In the late 1940s and early 1950s until it was unceremoniously trundled to the town dump, a WW II fighter plane was parked on the south side of SDSU’s power plant.
How that surplus P-51 Mustang fighter, arguably the best prop-driven fighter ever, ended up on the campus and then in the city’s junk pile was a mystery until I talked with Coralyn Amidon James, 89, of Brookings.
She remembered the work her father, Professor Lee Amidon, who was head of the SDSU Mechanical Engineering Department, put forth to bring the sleek craft to campus.
James is a 1946 State College grad. When I visited with her, she had a clear memory of the Sunday morning the plane arrived in Brookings.
So does her brother, John Amidon, a 1958 graduate of State now retired from GE and living in Vermont.
“We were just sitting down for breakfast when my father got back from Sioux Falls where he had picked up the plane,†she recalls. She doesn’t remember the year, but it was probably 1948 or 1949.
James says her father envisioned using the surplus war machine as a teaching tool for his mechanical engineering classes as well as to stimulate campus discussion of and interest in airplanes.
When Professor Amidon heard of the availability of a Mustang at the Sioux Falls Air Base, he inquired, and it was gifted to State College. Getting it to campus was Amidon’s problem.
First, the wings were removed in Sioux Falls. There were no trucks available to transport the big, wingless airplane, so the challenge was how to get it to campus.
Amidon decided he’d tow it from Sioux Falls to the campus behind his car. He picked early Sunday hours for the trip when traffic would be light, except for possibly some early morning revelers returning to East Men’s Hall.
Imagine the sight, after a Saturday night too long in the cups at the Lone Tree Bar or the Dell Rapids Dance Hall, or other hot spots along Highway 77, of a wingless P-51, its massive, four-bladed propeller and 1,490-horsepower engine bearing down on the tail of Amidon’s boxy little Studebaker.
Cruising at about five miles an hour in the middle of the night, the strange caravan made the 60-mile trip without incident.
It weighed more than 7,000 pounds and without a sturdy drawbar it would have caught up with Amidon’s car on the down hill. But it didn’t, and SDSU gained an air force.

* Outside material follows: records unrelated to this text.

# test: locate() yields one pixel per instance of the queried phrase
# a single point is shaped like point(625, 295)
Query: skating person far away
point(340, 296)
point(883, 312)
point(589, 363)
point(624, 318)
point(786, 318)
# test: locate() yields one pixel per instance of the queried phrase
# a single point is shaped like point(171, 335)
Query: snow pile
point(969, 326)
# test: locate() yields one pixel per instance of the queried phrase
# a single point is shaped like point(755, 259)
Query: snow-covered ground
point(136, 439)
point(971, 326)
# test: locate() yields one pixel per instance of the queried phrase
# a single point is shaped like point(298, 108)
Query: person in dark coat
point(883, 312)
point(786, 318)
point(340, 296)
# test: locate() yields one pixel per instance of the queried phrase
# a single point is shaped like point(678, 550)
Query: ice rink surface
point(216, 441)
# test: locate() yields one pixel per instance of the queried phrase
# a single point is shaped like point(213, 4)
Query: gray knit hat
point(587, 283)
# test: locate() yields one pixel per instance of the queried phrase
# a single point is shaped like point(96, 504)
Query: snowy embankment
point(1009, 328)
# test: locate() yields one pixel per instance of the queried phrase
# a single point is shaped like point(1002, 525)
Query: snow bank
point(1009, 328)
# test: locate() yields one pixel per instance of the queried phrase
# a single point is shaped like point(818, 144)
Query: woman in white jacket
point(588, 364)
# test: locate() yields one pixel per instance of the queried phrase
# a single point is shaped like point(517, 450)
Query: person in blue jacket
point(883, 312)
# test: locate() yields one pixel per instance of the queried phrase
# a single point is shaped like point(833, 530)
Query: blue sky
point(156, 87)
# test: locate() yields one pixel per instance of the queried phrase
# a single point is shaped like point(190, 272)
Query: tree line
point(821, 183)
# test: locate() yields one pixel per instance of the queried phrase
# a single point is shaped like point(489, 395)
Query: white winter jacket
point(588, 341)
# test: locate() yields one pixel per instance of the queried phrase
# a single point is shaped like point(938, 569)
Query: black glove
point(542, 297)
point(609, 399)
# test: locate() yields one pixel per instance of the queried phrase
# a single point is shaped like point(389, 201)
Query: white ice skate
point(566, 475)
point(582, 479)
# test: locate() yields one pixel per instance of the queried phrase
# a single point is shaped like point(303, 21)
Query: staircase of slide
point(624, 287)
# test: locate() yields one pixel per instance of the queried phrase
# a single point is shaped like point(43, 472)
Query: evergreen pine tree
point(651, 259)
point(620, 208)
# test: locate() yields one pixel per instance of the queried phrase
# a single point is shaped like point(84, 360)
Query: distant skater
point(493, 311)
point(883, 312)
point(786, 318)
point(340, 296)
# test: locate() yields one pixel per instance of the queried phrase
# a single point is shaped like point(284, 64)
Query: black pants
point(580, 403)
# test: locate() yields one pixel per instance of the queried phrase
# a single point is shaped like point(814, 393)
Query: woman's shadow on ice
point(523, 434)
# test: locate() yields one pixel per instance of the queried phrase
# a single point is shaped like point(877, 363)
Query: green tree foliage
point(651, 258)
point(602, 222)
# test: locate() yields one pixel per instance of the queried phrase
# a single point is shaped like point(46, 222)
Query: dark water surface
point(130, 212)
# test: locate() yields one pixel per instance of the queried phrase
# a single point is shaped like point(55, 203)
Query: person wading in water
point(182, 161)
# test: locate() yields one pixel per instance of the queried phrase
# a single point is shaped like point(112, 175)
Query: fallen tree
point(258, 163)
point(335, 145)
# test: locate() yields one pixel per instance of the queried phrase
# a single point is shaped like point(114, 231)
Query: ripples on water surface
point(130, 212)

Incidentally, when the Korean War started in the early 1950s, Amidon was contacted by the military. They wanted their P-51 back for Far East service. Amidon told them they could have the plane, but it had no wings.
The military recall was cancelled.
James, after that long-ago Sunday breakfast talking airplanes with her father, is often reminded of the P-51 her father towed from Sioux Falls.
From her apartment window she can see the plane’s inglorious burial grounds, which is no longer a city dump, but Larson Hill, a carefully groomed community sledding hill.